The couple continued south to Key West, where they boarded a water ferry
back to Havana -- along with their Lincoln, according to Fuentes' book.
A PLACE OF REFUGE
Castro's second trip was more cloak-and-dagger. On the run and fearing
for his life, Castro took refuge in Miami. In November 1949, Castro --
with a reputation as a political thug at the University of Havana --
feuded with his enemies. He denounced them publicly and then feared they
would retaliate and kill him.
Max Lesnik, a controversial radio commentator in Miami and fellow law
student, said he hid Castro at his Havana apartment, and that then
someone -- he doesn't recall who -- purchased Castro a plane ticket.
It's not known if Castro stayed in Miami for hours or days before moving
on to New York, waiting for tempers to cool.
The scare invigorated Castro. After returning to the island, he began to
plot one of his most strategic political moves. The Moncada attackers
were routed and Castro was captured.

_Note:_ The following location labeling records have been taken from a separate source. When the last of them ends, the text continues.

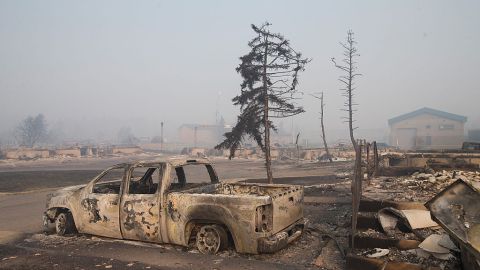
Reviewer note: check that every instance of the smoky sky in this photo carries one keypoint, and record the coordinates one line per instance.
(93, 67)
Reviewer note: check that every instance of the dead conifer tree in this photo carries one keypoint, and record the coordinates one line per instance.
(349, 67)
(322, 106)
(270, 79)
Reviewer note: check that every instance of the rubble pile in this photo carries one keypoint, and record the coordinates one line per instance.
(405, 231)
(420, 186)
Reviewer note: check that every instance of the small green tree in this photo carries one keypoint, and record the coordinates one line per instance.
(270, 79)
(32, 130)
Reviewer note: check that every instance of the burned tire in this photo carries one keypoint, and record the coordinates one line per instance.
(64, 223)
(211, 238)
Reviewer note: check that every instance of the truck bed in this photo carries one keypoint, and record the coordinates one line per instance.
(287, 200)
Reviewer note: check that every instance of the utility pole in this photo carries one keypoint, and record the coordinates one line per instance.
(161, 136)
(195, 136)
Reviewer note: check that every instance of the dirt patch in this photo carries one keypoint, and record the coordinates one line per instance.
(32, 180)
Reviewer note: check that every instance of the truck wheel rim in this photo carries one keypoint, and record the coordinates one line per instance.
(208, 240)
(61, 223)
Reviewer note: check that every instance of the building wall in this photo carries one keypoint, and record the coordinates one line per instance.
(428, 132)
(26, 153)
(206, 135)
(126, 150)
(72, 152)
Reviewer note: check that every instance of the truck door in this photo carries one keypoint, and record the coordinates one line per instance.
(140, 205)
(99, 204)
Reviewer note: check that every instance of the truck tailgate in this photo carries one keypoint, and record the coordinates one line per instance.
(287, 207)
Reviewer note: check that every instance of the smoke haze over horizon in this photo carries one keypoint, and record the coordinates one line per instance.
(94, 67)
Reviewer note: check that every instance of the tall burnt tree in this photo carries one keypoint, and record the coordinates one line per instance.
(322, 125)
(270, 79)
(349, 67)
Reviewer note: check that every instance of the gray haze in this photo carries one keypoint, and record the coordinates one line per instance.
(93, 67)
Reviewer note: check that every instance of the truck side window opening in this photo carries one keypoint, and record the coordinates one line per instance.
(189, 176)
(110, 182)
(144, 180)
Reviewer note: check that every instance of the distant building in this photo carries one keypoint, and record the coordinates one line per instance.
(201, 135)
(474, 135)
(426, 129)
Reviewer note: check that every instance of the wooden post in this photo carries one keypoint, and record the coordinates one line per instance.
(375, 159)
(356, 190)
(367, 148)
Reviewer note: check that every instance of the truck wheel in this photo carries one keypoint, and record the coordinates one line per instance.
(64, 224)
(211, 239)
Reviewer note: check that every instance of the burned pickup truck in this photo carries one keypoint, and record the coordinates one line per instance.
(182, 202)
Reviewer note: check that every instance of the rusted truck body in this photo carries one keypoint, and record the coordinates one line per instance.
(159, 202)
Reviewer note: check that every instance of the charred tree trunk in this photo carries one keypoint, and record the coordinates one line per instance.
(323, 130)
(268, 158)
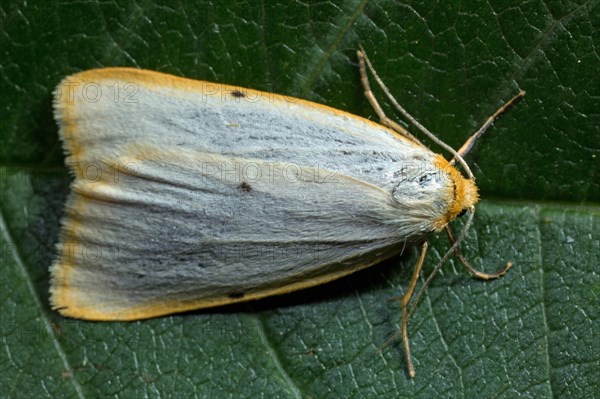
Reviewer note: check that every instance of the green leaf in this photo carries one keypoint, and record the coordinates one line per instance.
(533, 333)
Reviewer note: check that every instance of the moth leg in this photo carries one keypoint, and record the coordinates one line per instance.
(466, 147)
(404, 301)
(471, 269)
(364, 78)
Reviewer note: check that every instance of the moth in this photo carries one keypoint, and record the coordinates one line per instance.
(189, 194)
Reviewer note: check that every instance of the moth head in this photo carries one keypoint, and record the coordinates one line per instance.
(464, 193)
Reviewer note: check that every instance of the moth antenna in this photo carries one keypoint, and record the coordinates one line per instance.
(408, 116)
(466, 147)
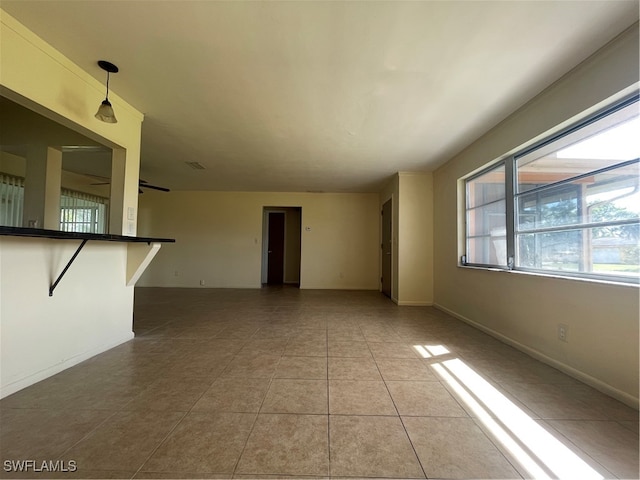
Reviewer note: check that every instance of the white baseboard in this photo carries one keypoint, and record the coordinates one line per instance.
(18, 385)
(598, 384)
(411, 303)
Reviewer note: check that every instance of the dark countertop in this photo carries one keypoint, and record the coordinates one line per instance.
(55, 234)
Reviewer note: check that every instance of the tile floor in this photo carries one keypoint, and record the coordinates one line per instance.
(279, 383)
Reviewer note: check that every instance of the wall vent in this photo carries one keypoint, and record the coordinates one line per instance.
(195, 165)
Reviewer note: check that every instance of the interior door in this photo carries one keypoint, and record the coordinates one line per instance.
(275, 261)
(386, 248)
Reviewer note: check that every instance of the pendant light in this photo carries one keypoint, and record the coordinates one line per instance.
(105, 111)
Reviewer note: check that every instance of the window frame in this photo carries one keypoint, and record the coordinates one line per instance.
(509, 162)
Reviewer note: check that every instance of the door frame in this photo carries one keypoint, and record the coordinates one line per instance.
(264, 277)
(382, 255)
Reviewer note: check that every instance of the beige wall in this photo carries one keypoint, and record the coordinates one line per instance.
(412, 237)
(415, 239)
(219, 238)
(525, 310)
(92, 308)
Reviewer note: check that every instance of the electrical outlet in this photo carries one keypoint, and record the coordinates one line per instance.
(562, 332)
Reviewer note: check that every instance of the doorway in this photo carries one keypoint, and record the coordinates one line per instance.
(275, 249)
(386, 248)
(281, 245)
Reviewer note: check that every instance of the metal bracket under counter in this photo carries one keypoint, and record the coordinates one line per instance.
(133, 271)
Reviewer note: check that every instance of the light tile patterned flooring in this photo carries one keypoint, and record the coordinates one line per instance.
(284, 382)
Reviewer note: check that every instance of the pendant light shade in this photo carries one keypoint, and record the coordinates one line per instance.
(105, 112)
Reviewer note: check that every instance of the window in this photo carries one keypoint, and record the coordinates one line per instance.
(81, 212)
(568, 205)
(11, 200)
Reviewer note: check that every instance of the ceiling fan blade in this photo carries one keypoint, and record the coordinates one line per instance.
(154, 187)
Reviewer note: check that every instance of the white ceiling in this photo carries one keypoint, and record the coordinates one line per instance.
(320, 96)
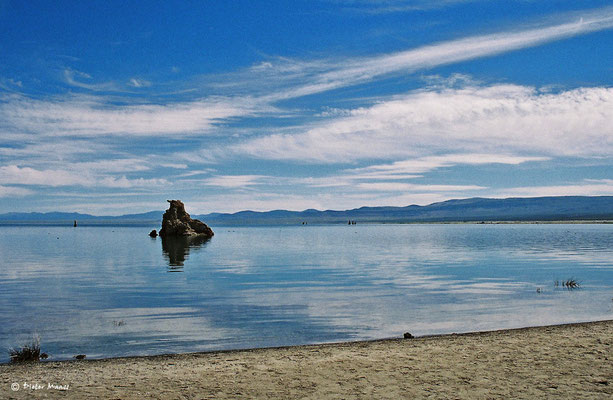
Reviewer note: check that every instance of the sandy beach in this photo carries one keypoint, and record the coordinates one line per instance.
(565, 361)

He stood trial and was convicted
and imprisoned -- but granted amnesty in a move that would seal Cuba's
future.
Conte Agüero, a respected and popular politician in Cuba at the time who
now is a local television host, led the movement to spare Castro's life
-- and succeeded. ''I'm to blame for much, I know,'' he told The Miami
Herald.
Castro became a cause célèbre. Within months, he headed to Miami looking
for money and support.
DRUMMING UP SUPPORT
Castro arrived in mid-November and gave an interview to The Miami Herald
to promote his rally on the 20th at the downtown theater, a spot just
west of Northwest Second Avenue, near where the Flagler Street bridge
now stands.
''A young Cuban revolutionary is in Miami making plans to topple the
government of Fulgencio Batista,'' The Miami Herald wrote.
''We have an organized movement of 100,000 persons. If Batista continues
to remain in power by force, then there is no other way but to remove
him by force,'' Castro was quoted in detailing his desire.
Concerned that he wasn't a big enough draw, Castro convinced Conte
Agüero and another Cuban radio personality to fly to Miami from Havana
to join him at the theater rally.
Castro promised that more than 1,000 people were expected at the Sunday
morning event. ''The theater was full but not packed, '' Conte Agüero
remembers.
The speakers sat at a long table on a stage in front of a portrait of
José Martí flanked by the U.S. and Cuban flags.
Diario Las Americas photographer Wilfredo Gort covered the event. He
took snapshots of an animated Castro and the cheering Cubans at the
theater. The photos are part of the collection at the Historical Museum
of Southern Florida.
After the rally, photos owned by the Rafael del Pino Siero family show a
joyful group of supporters surrounding Castro in the company of his
6-year-old son ``Fidelito.''
Conte Agüero doesn't recall where Castro stayed, but it wasn't at la
casa de piedra, or the rock house, still standing at the corner of
Northwest 22nd Avenue and Seventh Street. It's unclear who owned or
rented the house -- likely a Castro supporter. The two-story building
was a gathering spot during that visit, a place where Castro expounded
on his hopes for Cuba.
Today, long-time exiles still point to the coral house: ''Fidel Castro
stayed there,'' they say.
LEAVING CITY BEHIND
Conte Agüero said he knows Castro slept elsewhere in Miami during that
visit. ``He told me that, because of security concerns, he could not
stay there overnight.''
Castro may have even had a romantic tryst at the rock house. In 1997, a
woman told the Vista Semanal tabloid that she rented a room at the
house, where she and the young revolutionary made love.
True or false, the article is part of the Cuba Collection at the
University of Miami.
After Miami, Castro traveled to Tampa and finally Key West, where he
spent 10 days at a guest house.
He desperately wanted to speak at the historic San Carlos Institute on
Duval Street from the same balcony where Cuban patriot Martí had spoken
to Cuban cigar makers who worked there and who had fought for liberation
from Spain decades earlier.
Castro's request was shot down and he stormed off in a huff, vowing to
hold a rally denouncing the San Carlos decision at nearby Stock Island.
The demonstration fizzled, so he left for Mexico, never to return to Miami.